When resourceful sewage worker Jack (Jason David Brown) is hired by the mysterious, stringy-haired Prosser (Julian Richings) to get to the bottom — literally — of a Canadian town's water contamination crisis, the intrepid Jack jumps at the potentially huge payday, despite the protestations of his wary, pregnant wife (Molly Dunsworth).

But in short order, Jack becomes trapped in the bowels of a local sewage treatment plant. Unfortunately for him — and the audience — that's where he stays for most of the film, surrounded by noxious muck and mire. He hallucinates, ingests God-knows-what to survive and, thanks to the infected water, morphs into an angry, carbuncle-faced monster. Good times.
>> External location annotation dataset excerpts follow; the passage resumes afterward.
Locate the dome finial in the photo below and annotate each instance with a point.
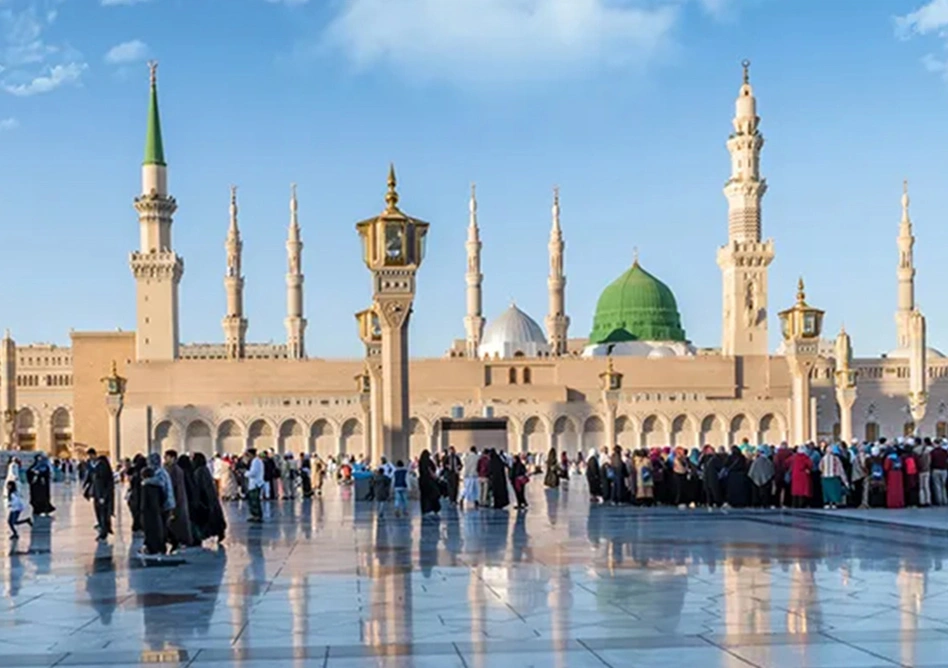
(391, 197)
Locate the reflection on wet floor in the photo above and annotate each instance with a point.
(324, 582)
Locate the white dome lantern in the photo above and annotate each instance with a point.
(513, 334)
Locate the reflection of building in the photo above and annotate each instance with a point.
(230, 395)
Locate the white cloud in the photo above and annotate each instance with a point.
(55, 77)
(502, 39)
(29, 63)
(127, 52)
(930, 17)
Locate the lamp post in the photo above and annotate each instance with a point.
(393, 247)
(114, 400)
(801, 325)
(610, 384)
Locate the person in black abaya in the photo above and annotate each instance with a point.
(429, 491)
(738, 484)
(38, 476)
(498, 481)
(153, 496)
(209, 516)
(196, 507)
(593, 476)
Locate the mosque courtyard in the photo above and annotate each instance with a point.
(327, 583)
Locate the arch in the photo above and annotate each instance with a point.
(740, 430)
(322, 438)
(292, 437)
(534, 436)
(61, 432)
(683, 432)
(594, 433)
(565, 436)
(230, 438)
(625, 432)
(350, 440)
(418, 440)
(260, 435)
(770, 431)
(712, 431)
(654, 432)
(167, 436)
(198, 438)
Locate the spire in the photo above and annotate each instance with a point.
(391, 197)
(556, 209)
(154, 150)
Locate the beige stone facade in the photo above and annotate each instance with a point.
(224, 397)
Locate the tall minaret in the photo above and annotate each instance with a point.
(557, 322)
(155, 266)
(234, 323)
(906, 275)
(295, 322)
(474, 320)
(745, 257)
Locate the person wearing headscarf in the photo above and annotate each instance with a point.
(179, 528)
(498, 481)
(519, 479)
(102, 489)
(761, 475)
(133, 497)
(154, 524)
(737, 484)
(800, 479)
(593, 478)
(209, 516)
(894, 479)
(833, 477)
(38, 476)
(428, 490)
(551, 477)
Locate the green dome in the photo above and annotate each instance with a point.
(636, 307)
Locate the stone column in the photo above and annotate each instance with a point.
(114, 404)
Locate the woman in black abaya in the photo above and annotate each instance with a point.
(428, 489)
(498, 481)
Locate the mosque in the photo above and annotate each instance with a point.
(636, 380)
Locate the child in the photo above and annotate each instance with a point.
(380, 489)
(400, 488)
(15, 506)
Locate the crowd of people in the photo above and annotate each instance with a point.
(175, 501)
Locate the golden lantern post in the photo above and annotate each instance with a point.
(114, 400)
(393, 249)
(801, 325)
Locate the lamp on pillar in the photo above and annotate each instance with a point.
(114, 400)
(393, 247)
(611, 385)
(801, 325)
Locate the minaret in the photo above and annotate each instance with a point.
(557, 322)
(234, 323)
(155, 266)
(745, 257)
(906, 275)
(474, 320)
(295, 322)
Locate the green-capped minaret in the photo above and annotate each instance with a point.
(154, 150)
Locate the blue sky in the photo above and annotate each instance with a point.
(624, 104)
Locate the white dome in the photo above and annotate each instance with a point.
(513, 334)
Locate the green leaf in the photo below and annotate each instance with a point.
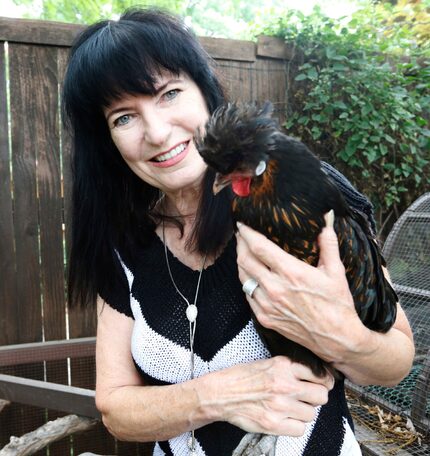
(301, 77)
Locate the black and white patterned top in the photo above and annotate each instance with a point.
(225, 336)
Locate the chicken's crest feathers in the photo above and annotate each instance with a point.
(238, 137)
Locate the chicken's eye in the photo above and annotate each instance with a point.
(261, 167)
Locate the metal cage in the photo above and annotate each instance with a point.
(407, 251)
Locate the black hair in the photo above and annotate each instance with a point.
(112, 208)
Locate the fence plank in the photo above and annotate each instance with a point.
(28, 327)
(50, 219)
(8, 309)
(8, 293)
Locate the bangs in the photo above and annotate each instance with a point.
(121, 58)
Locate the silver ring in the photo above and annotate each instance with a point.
(250, 286)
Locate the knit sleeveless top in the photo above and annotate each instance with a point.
(225, 336)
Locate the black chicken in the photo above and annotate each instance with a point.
(282, 191)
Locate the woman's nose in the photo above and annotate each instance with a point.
(156, 129)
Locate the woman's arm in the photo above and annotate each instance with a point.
(314, 307)
(270, 396)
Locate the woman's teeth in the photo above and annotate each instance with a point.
(172, 153)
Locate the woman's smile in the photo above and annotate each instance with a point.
(172, 156)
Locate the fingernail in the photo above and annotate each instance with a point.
(329, 218)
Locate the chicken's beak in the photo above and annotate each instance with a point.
(220, 182)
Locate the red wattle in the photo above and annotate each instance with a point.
(241, 186)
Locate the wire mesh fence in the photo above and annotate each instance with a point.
(401, 415)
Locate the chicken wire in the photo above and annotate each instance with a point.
(407, 251)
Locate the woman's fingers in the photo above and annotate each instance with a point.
(273, 396)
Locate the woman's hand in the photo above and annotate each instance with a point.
(313, 306)
(271, 396)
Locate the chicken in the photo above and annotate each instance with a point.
(281, 190)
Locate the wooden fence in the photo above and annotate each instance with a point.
(34, 203)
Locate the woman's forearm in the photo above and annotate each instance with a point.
(271, 396)
(379, 359)
(139, 413)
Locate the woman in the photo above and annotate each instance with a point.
(155, 248)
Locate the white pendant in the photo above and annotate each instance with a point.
(191, 313)
(260, 168)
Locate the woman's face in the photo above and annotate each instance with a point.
(154, 133)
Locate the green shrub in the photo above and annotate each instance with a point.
(359, 96)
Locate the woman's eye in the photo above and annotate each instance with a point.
(122, 120)
(171, 94)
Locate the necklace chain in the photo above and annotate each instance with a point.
(191, 313)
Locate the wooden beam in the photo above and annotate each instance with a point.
(50, 432)
(11, 355)
(38, 32)
(221, 48)
(52, 33)
(63, 398)
(273, 47)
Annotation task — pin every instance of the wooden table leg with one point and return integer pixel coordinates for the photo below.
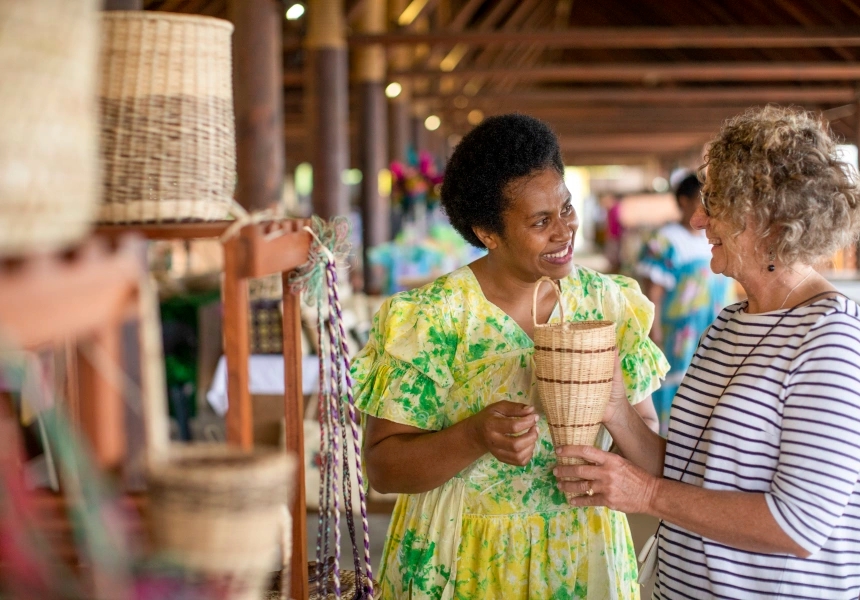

Meanwhile, Jack's would-be escape is thwarted by a pair of unhinged brothers — the slow-witted Giant (Robert Maillet) and the vicious, razor-toothed Lord Auch (Tim Burd) — who are living somewhere aboveground. As movie villains go, they're more hokey than frightening.

What else? Oh, yes, vomit and bodily waste abound, along with floating human limbs and innards, dead babies, bloody chain saw action and a lovely impaling. If there is, in fact, some ecological message to be gleaned here, it's lost amid the film's endless yuckiness.


"Septic Man."

MPAA rating: R for disturbing images, violence and language.

Running time: 1 hour, 26 minutes.

Playing: At Arena Cinema, Hollywood. Also on VOD.